How should data governance practices evolve to accommodate the new normal?

If we have learned anything in the last few months from the sudden work-from-home orders, the surge in distributed workforces, and the accelerated digital transformation of every sector, it’s clear that cybersecurity is a resilience and business risk problem. We must apply the insights we have learned to maintain business continuity, adapt our supply and distribution chains, and build resiliency.

With the increase in organisations adopting remote working, how will this situation reshape the cybersecurity needs?
Organisations need to reassess what data and credentials are required to perform these new tasks. They need to ensure that the access employees have via VPN is secured through strong authentication. They also need network visibility to close gaps as a result of an influx of new threats, which is common when there is business disruption.

The biggest innovation from this is a change in mindset in our industry. Over the past few years, the industry has finally moved away from thinking of cybersecurity and managing risk in purely technical terms and has embraced the need to take a multifaceted approach that includes business needs, psychological factors, project management and effective communications. This mindset shift also reinforces the need to tap into a diverse set of skills. The definition of success is not eradicating virus but bending the curve; not cybersecurity but cyber resilience.

Considering your recent agreement with Symphony Technology Group, what does it mean for RSA to be independent again?

RSA will reemerge as a privately-owned, independent company dedicated to helping customers manage risk in the digital era.

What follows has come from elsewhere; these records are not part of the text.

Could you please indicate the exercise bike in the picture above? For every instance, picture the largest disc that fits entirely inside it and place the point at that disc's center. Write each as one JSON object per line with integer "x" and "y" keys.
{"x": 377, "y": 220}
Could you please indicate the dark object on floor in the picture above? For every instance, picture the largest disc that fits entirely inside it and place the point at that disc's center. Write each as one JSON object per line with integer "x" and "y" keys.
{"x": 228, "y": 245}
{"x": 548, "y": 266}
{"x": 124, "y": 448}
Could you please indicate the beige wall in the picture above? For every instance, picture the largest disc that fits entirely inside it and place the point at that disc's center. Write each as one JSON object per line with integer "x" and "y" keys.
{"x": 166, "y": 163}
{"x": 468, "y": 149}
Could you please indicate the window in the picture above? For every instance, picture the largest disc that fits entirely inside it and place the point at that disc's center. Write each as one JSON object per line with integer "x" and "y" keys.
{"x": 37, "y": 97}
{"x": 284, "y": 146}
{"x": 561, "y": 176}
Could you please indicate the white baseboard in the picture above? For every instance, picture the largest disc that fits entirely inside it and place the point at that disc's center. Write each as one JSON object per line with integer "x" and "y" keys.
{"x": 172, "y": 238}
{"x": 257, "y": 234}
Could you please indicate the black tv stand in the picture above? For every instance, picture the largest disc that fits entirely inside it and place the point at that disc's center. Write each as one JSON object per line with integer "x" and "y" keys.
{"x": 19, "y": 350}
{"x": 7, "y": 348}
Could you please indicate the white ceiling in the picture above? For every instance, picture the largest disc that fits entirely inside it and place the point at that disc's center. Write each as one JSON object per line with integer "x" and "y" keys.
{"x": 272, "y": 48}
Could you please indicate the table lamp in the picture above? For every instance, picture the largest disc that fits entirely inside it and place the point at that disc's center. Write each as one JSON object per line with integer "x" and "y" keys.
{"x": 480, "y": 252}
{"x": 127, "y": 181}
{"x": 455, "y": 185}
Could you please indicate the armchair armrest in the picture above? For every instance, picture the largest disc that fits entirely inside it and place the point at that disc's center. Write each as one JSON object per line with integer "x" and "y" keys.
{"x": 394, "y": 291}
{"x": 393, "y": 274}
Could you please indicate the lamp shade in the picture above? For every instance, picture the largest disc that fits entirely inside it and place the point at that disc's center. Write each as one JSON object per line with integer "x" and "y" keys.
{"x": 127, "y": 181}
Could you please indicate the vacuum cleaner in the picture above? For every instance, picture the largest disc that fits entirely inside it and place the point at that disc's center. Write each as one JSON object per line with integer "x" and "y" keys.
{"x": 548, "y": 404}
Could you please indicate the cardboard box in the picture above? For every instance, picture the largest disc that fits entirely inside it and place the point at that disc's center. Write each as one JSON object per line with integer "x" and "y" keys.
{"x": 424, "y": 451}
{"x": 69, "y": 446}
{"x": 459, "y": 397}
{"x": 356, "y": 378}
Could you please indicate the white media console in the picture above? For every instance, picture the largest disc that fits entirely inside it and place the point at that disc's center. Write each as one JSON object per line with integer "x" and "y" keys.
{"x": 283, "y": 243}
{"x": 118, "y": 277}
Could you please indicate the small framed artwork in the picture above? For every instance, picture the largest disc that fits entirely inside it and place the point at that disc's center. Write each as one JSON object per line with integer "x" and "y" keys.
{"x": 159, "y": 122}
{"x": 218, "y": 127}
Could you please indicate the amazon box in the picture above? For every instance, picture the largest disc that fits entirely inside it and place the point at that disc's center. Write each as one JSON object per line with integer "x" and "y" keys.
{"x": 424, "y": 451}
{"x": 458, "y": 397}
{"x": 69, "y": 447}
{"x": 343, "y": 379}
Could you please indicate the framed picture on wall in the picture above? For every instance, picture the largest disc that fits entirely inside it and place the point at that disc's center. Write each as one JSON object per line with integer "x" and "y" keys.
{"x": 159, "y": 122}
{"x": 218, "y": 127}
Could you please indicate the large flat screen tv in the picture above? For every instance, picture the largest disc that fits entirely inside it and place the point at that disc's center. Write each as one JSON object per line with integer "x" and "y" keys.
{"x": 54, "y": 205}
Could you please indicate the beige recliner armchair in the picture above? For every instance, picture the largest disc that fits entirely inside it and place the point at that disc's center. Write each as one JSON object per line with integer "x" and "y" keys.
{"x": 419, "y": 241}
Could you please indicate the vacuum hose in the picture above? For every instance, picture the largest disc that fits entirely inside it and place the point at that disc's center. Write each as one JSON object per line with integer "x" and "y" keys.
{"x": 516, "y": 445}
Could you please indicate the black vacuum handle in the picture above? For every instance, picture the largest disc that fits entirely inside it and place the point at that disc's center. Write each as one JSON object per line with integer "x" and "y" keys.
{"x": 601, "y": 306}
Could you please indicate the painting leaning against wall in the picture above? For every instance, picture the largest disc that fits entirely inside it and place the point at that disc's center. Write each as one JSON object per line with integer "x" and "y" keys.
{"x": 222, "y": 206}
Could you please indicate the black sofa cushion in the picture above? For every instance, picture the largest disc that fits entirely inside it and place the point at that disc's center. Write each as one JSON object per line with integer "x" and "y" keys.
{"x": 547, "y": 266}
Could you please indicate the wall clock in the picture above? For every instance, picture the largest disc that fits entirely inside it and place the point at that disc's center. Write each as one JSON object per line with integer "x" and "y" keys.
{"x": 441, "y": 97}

The pandemic is accelerating digital as more of our work, play and learning moves online, which in turn, leads to more cyber and digital risk. As one of the largest pureplay cybersecurity startups, RSA will be able to operate with greater speed, reacting to customers’ needs much faster than before.

What is the current skills gap in cybersecurity and how is RSA bridging the gap?

Organisations are adopting new technology, and fine tuning their infrastructure and processes to support remote working. At RSA, while we value face-to-face interaction, we foresee that remote working will only continue to become more popular. It also empowers us to recruit and retain the very best talent, regardless of where they are in the world.

That said, in order to reap the full benefits of work-from-anywhere, we have adopted a strong digital risk management strategy that fully considers the use of personal devices accessing our company systems and data from different locations. Our policies also help establish the identities of our employees and partners to minimise the endpoints against cyber attacks.